L’ultimo sorriso, il docufilm su padre Pino Puglisi «Viaggio in cui mi sono dimenticato di me stesso»

«Finalmente ho visto mio fratello». Per Franco Puglisi, fratello di don Pino, Paride Benassai è riuscito letteralmente a farlo rivivere. E anche per l’attore palermitano quello interpretato col docu-film L’ultimo sorriso è stato tutt’altro che un ruolo come gli altri. «Essere lui è stato un bellissimo viaggio, che mi ha fatto dimenticare me stesso sin dal primo momento e che continua ad emozionarmi anche in questi giorni di proiezione». La pellicola, infatti, è stata presentata in anteprima a inizio maggio all’auditorium della Rai ed è stata proiettata al cinema Politeama Multisala ieri sera, attirando moltissima gente, in coda c’era anche l’assessore alla Cultura Andrea Cusumano. «Questo film mi ha arricchito infinitamente – racconta l’attore a MeridioNews – Pino Puglisi mi ha permesso di distinguere fra realtà, spesso dura, e verità, l’unica in grado di fornire gioia. E a dispetto dell’unico comandamento di oggi, quello del possedere qualcosa o qualcuno a tutti i costi, ho capito che la vita va amata e basta, non esiste ricchezza più grande».

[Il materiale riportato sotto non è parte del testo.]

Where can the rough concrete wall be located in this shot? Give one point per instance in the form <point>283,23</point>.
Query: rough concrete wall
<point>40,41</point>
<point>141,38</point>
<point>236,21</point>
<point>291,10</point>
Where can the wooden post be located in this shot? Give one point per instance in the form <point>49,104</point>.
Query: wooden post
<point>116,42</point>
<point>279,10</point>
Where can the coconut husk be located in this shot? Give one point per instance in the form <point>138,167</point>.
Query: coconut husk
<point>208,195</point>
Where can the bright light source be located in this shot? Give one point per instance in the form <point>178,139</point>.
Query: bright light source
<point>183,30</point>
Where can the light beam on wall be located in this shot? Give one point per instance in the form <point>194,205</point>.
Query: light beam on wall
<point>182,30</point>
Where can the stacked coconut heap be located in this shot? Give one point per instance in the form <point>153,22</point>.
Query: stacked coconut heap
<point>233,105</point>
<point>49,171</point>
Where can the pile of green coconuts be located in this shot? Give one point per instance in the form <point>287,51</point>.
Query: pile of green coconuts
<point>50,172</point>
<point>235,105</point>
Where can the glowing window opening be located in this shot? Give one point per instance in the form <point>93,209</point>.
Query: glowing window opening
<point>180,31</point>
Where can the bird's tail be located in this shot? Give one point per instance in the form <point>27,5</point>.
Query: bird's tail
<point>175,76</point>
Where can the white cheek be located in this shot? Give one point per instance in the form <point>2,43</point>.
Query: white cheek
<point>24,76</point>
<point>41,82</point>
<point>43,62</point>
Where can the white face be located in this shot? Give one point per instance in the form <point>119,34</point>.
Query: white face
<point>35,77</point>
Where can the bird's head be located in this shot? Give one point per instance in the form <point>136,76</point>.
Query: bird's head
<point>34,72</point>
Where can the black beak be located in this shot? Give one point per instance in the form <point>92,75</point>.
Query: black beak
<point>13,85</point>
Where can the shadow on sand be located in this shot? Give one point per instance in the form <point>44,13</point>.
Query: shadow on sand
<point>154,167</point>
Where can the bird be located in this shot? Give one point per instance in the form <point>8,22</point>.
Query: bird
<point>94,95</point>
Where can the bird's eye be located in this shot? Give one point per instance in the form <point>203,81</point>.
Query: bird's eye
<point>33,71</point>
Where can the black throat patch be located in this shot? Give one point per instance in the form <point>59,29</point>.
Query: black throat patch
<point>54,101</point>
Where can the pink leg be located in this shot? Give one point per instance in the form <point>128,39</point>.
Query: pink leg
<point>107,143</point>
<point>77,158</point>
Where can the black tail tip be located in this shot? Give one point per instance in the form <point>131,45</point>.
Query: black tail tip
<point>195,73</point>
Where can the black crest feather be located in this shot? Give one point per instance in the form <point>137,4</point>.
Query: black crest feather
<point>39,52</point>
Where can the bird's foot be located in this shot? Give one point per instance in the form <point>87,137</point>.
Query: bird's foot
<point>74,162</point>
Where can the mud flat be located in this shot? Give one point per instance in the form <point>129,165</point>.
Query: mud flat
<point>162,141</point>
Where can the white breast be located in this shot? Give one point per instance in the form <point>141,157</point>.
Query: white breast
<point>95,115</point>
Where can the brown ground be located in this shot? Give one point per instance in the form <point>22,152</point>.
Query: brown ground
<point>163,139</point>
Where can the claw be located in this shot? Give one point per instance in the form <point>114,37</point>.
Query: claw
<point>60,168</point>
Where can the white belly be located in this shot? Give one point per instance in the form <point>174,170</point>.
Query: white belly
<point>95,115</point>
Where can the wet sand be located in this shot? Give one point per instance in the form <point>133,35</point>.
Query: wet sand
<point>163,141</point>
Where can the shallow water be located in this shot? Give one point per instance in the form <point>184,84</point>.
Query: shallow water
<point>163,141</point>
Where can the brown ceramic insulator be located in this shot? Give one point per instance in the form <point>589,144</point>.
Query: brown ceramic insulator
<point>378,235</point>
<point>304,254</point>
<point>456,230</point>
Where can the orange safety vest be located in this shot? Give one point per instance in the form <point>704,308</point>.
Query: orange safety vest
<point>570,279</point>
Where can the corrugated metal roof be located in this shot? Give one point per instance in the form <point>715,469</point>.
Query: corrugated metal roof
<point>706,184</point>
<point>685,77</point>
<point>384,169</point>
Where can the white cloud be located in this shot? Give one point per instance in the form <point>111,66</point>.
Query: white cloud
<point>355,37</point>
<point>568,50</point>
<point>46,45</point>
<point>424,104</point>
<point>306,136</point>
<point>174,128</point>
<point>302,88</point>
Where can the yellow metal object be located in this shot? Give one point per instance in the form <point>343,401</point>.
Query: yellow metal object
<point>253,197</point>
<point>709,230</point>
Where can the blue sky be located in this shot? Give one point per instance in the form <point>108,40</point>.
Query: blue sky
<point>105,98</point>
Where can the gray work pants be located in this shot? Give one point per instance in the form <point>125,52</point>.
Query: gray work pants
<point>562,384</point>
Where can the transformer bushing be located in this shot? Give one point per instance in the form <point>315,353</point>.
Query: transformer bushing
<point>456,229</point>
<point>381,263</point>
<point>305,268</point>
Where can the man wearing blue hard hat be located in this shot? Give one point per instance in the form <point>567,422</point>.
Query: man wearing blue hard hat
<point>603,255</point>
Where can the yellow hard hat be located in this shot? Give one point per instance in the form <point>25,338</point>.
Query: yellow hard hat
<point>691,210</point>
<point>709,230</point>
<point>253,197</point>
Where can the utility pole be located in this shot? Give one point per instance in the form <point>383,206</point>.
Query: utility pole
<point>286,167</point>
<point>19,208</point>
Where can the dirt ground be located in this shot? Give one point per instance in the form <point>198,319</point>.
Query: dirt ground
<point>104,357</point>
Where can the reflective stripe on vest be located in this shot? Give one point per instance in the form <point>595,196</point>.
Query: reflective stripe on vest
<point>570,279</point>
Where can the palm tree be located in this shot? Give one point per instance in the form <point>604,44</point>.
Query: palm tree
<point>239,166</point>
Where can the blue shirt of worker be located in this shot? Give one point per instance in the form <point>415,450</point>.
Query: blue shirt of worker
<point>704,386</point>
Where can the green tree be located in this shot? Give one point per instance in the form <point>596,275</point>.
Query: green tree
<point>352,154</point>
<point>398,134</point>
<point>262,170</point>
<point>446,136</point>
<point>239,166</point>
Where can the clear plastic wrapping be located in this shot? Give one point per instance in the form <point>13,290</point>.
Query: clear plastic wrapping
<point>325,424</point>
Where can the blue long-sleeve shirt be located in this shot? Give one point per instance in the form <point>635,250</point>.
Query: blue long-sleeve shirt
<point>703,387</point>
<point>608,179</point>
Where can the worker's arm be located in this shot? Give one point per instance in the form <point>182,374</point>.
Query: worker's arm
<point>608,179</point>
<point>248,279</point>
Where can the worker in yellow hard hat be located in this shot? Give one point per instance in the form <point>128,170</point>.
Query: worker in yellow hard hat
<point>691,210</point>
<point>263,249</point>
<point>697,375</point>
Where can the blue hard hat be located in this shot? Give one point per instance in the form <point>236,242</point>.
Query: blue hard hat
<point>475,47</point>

Nell’ottica di restituire quanto più possibile della figura del prete ucciso a Brancaccio dai killer di Cosa nostra, si è deciso di girarlo in maniera molto fedele: i luoghi sono quelli che lui frequentava, la chiesa è la sua e lo sono anche le parole di un’omelia recitata in una scena, così come l’uomo che per primo lo trova morto davanti al portone di casa è lo stesso che per davvero lo trovò quella sera di settembre a piazza Anita Garibaldi. «È venuto fuori un documento storico molto importante. Un film non può mai restituire in toto la verità della vita, è chiaro, ma scaglie di verità sì, e questo ci riesce», dice Benassai. Dopo ogni frase si interrompe, fa una pausa, distoglie lo sguardo, i suoi occhi sono lucidi, come se dovesse piangere da un momento all’altro. La commozione di quest’uomo, mentre racconta il lavoro fatto per entrare nella vita di Puglisi, è evidente, palpabile. «Di lui sapevo molto poco, più o meno quello che sanno tutti, perché non l’ho mai conosciuto – dice ancora l’attore – Per prepararmi a questo ruolo ho incontrato la famiglia, questa è stata un’iniziazione per me, e ho ascoltato ascoltato e ascoltato».

Lo ha fatto per così tanto tempo da essere andato ben oltre l’interpretazione stessa. «Confesso che dopo aver lavorato alla parte la mia compagna scherzando mi ha detto “ho vissuto per un mese e mezzo con padre Pino Puglisi a casa, ho temuto che ti facessi parrino a un certo punto”», rivela sorridendo. «Non è stato solo un ruolo, solo un’interpretazione, io questo personaggio l’ho vissuto e mi è rimasto addosso, mi ha cambiato in meglio. E ancora, quando rivedo il documentario, non riesco a non chiedermi “ma picchì?”, come si può spegnere un amore così forte? Forse chi sa amare tanto è esposto a grandi rischi». Il dolore eguaglia, però, la gratitudine per essere stato scelto per questo progetto, nato da un’idea del commissario Sergio Quartana, presidente dell’Associazione culturale della Polizia municipale di Palermo. «Abbiamo voluto fare un lavoro diverso – racconta Quartana – percorrendo la vita di padre Pino Puglisi dal momento in cui decide di entrare in seminario in poi, non volevamo concentrarci solo sugli ultimi tre anni della sua vita a Brancaccio, lui non è stato solo quello».

A convincere il commissario a realizzare questa pellicola, dopo il fumetto realizzato nel 2013 sempre sulla figura di Puglisi, è stato l’incontro con la giovane regista palermitana Rosalinda Ferrante, alla quale ha proposto una collaborazione perché colpito da un suo film. «È stato un lavoro lungo, durato tre anni. Ci siamo mossi per tutta la Sicilia, abbiamo incontrato molta gente che l’ha conosciuto veramente. E soprattutto la famiglia, che ci ha aperto le porte per farci comprendere come fosse padre Puglisi proprio a casa – dice anche Ferrante – Abbiamo divorato libri e ogni materiale che lo riguardasse. Ci siamo avvicinati nell’intimo di quest’uomo studiandone tutte le sfumature. Il cast per il 70 per cento è composto da ragazzi, che si sono emozionati molto nel vivere padre Puglisi, per questo il docu-film è destinato soprattutto a loro e al pubblico delle scuole. I riscontri finora sono stati molto positivi, siamo molto fiduciosi».